Peut-on parler aujourd'hui d'un droit naturel ?

Affectivité, raison et histoire

La question posée revient à celle plus primitive de la possibilité rationnelle du concept de nature. C'est souvent en niant le devenir que la philosophie classique, oubliant l'intuition aristotélicienne qui est de penser tout ensemble le changement et la permanence, s'est voulue à la fois philosophie de l'éternel et philosophie du réel. Le réel était conçu d'une manière unilatérale sur le mode de ce qui ne change pas. Certes, depuis Hegel qui en fait la première catégorie de l'histoire (Introduction à la philosophie de l'histoire universelle), le devenir apparaît comme nécessairement progressif et positif. Bien qu'elle ne se hâte pas d'accueillir sans réserve cette conclusion, la réflexion philosophique considère le réel comme « devenant », au moins pour une part, et toute ontologie doit désormais partir de « l'ontogenèse » de l'être en devenir. Et l'analyse de l'être qui devient fait apparaître l'être dans son aspect relationnel, qu'il ne s'agit pas de substituer à son aspect substantiel, mais qu'on ne peut plus mettre à l'arrière-plan. Car la substance n'est pas un tout clos sur lui-même ; elle est essentiellement – et cela s'avère suprêmement exact de la personne – faisceau de relations. La nature humaine, affectée du devenir, est « métastable » dans ses déterminations, dont les modalités varient selon les époques et selon le progrès dans la connaissance que l'homme a de cette nature. La nature humaine doit être située par rapport à la perspective historique, car l'historicité en est une dimension constituante. On peut en dire autant de l'affectivité ; l'homme, en effet, est un être de désir, et cela dans un sens très différent de l'animal. L'enracinement de l'homme dans le cosmos, sa corporéité, ne permettent pas de réduire à l'animalité tout ce qui en lui n'est pas raison.

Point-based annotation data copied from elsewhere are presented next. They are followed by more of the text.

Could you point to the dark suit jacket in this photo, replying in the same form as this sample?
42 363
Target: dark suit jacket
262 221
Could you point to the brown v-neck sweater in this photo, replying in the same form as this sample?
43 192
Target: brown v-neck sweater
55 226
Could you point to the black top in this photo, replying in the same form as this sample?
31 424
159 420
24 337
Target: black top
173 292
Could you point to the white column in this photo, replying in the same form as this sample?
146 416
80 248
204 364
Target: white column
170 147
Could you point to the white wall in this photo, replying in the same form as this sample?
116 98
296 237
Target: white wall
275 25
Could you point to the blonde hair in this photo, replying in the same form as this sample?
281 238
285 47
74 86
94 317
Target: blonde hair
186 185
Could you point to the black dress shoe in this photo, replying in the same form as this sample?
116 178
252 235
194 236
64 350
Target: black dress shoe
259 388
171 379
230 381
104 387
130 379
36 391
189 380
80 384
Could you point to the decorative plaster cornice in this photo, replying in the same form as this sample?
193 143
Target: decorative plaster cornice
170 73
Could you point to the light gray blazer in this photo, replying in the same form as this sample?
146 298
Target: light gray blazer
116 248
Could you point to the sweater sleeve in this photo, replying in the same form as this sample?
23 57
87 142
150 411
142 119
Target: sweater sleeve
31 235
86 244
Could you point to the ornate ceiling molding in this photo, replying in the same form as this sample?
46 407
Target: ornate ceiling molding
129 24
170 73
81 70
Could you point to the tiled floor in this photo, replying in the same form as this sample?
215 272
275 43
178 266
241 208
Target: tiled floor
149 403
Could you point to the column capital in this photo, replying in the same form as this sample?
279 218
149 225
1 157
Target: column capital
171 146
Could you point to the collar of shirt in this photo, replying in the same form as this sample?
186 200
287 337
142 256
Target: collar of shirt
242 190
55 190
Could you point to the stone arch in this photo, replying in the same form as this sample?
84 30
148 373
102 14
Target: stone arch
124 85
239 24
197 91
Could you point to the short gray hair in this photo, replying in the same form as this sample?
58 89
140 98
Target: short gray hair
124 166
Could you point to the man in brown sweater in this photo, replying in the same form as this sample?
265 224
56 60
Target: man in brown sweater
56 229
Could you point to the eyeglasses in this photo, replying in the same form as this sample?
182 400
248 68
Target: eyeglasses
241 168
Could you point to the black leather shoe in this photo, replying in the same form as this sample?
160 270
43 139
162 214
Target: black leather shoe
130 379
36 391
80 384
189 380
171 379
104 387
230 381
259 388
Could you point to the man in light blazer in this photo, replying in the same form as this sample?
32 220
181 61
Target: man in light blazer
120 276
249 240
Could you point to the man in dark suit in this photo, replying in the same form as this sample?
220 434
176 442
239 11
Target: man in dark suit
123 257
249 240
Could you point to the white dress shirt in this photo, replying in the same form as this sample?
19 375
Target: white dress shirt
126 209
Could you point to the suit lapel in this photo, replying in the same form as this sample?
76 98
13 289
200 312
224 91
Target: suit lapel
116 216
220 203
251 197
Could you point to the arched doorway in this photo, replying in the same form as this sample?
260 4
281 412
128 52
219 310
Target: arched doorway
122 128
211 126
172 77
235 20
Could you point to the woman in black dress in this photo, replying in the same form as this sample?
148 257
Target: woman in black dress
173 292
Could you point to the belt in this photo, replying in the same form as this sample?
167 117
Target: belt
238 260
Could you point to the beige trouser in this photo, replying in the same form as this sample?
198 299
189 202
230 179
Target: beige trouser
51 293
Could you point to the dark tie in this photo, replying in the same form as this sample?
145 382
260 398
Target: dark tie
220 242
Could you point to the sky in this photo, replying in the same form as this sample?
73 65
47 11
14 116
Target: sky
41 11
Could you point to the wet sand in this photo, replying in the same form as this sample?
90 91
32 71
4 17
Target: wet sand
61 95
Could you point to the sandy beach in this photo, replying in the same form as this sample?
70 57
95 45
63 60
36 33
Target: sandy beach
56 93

Ainsi lorsque Thomas d'Aquin montre que la loi naturelle participe à la loi éternelle (Ia IIae, qu. xci, a. 2), il veut dire que, comme toutes les autres créatures, la nature humaine est porteuse de finalité tenant à son essence, et une certaine continuité entre l'homme et les autres vivants se trouve alors affirmée. Mais chez l'homme, et par là c'est une rupture avec le règne animal que saint Thomas veut montrer, la participation à la loi éternelle suppose « la lumière de la raison par laquelle nous discernons ce qui est bien et ce qui est mal ». Accueillir la loi naturelle ne signifie donc pas enregistrer des obligations comme si elles étaient inscrites dans la nature à titre de données absolument déterminées. La raison, en ce sens, est donc créatrice de valeurs, mieux co-créatrice, et la loi, qu'elle découvre, loin de pouvoir être déchiffrée comme un code, est aussi son œuvre. Car la nature de l'homme est raison et liberté engagées dans l'histoire. C'est donc en tenant compte des mutations sociales, de l'histoire qui est devenir, des conditions géographiques variables, de la singularité de l'histoire personnelle, que la raison met en œuvre, sur le fond de ce qui demeure même, l'exigence de déterminations autres. La loi naturelle n'existe pas toute faite. C'est par les questions que pose l'action qu'elle se constitue dans une confrontation avec les exigences fondamentales de la nature et avec l'apparition de situations existentielles nouvelles. C'est pourquoi, si la loi naturelle n'est pas une forme sans contenu, le seul invariant de ce contenu est qu'il faut « faire le bien et éviter le mal » (Thomas d'Aquin, IIa IIae, qu. xciv, a. 2) avec les conséquences directes qui en découlent, étant donné que l'homme[...]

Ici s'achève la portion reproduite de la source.